No answers to increase in settlements in POM

Letters

THERE is no doubt half of the population of NCD live in settlements and coastal villages.
The settlement people and Motuan villagers in NCD run the economy of Port Moresby city.
They are drivers, office workers, nurses, teachers, policemen, cleaners, shop keepers, taxi and PMV bus operators, street cleaners, tea boy, newspaper venders, informal sector entrepreneurs, construction workers, fresh food traders, you name it.
They literally make Port Moresby spin on its axis.
Without them the capital city would grind to a complete halt and would cease to exist as a functional metropolis.
Unfortunately, these ordinary people are the most marginalised and disenfranchised citizens of the country.
They live in deplorable conditions in settlements all over the city.
They have no proper water supply, electricity and sewerage system.
Their settlement and villages roads are riddled with crater-like potholes.
They live torturously without these modern necessities and even build their homes and squat on state land for generations.

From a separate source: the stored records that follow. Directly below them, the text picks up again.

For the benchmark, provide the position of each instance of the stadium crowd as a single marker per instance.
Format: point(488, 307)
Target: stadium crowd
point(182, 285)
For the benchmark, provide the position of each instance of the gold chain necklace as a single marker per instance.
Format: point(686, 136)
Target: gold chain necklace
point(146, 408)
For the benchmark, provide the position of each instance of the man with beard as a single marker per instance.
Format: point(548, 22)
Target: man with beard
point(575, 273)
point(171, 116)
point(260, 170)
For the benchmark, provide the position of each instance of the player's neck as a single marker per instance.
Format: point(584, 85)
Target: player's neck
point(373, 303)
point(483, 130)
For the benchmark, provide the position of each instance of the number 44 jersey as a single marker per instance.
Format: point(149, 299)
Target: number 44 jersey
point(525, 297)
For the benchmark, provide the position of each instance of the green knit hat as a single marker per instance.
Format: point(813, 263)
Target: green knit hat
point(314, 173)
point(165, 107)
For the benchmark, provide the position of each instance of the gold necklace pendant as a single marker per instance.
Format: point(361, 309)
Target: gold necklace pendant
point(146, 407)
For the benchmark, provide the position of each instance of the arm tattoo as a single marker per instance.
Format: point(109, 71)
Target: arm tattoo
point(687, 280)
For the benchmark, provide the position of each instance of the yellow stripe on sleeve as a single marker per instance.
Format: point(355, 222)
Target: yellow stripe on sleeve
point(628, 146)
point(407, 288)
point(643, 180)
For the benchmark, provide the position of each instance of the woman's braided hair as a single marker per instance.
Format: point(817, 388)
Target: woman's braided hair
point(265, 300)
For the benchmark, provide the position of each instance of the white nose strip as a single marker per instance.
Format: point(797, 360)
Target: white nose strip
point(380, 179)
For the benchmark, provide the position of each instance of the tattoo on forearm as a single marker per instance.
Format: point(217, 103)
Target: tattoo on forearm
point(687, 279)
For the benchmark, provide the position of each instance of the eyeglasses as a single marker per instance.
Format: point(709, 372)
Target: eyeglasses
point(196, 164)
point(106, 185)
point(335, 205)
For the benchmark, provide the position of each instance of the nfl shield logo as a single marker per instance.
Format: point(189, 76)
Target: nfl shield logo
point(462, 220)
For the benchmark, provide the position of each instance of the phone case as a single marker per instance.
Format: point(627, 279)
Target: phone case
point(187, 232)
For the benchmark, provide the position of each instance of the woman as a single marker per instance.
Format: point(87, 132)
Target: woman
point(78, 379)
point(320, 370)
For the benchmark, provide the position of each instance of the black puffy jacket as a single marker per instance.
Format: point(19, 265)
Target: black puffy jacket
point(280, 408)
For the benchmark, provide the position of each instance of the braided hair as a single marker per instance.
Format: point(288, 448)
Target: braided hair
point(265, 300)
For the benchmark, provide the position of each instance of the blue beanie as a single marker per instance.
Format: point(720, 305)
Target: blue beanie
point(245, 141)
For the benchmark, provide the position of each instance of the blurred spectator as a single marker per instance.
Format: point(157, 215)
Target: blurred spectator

It really pains me to see our ordinary citizens suffering under what I consider to be state sponsored miseries.
I question why the municipal authority and Governor Powes Parkop have played deaf and dumb to the plight of the settlers for 10 long years that he has been in office.
These are the people who voted and gave him the mandate to occupy his impressive new City Hall.
Can Parkop be responsive to their needs now?
NCD is not a regular province like Morobe where the provincial government struggles to deliver services to every hamlet of the vast province with limited resources.
NCD is geographically the smallest province in the country but the richest of all.
Governor Parkop delivers annual budgets worth hundreds of millions of kina.
And yet his voters are suffering and dying in the settlements for want of a better life.
It doesn’t cost a fortune to pipe water and pull electricity into settlements or build a clinic or school or police post. With the kind of annual budget at his disposal he can literally transform settlements into satellite towns overnight as he arrogantly preaches.
I am now challenging Governor Parkop to a public debate on the current status and the future of settlements in NCD at a neutral venue, preferably at the University of Papua New Guinea.
I wish to debate him on issues affecting settlements such as service delivery, land titles for block holders, law and order, the infamous 8-Mile urbanisation project and many others.
The people have had enough of Parkop empty promises. It’s time to face the truth.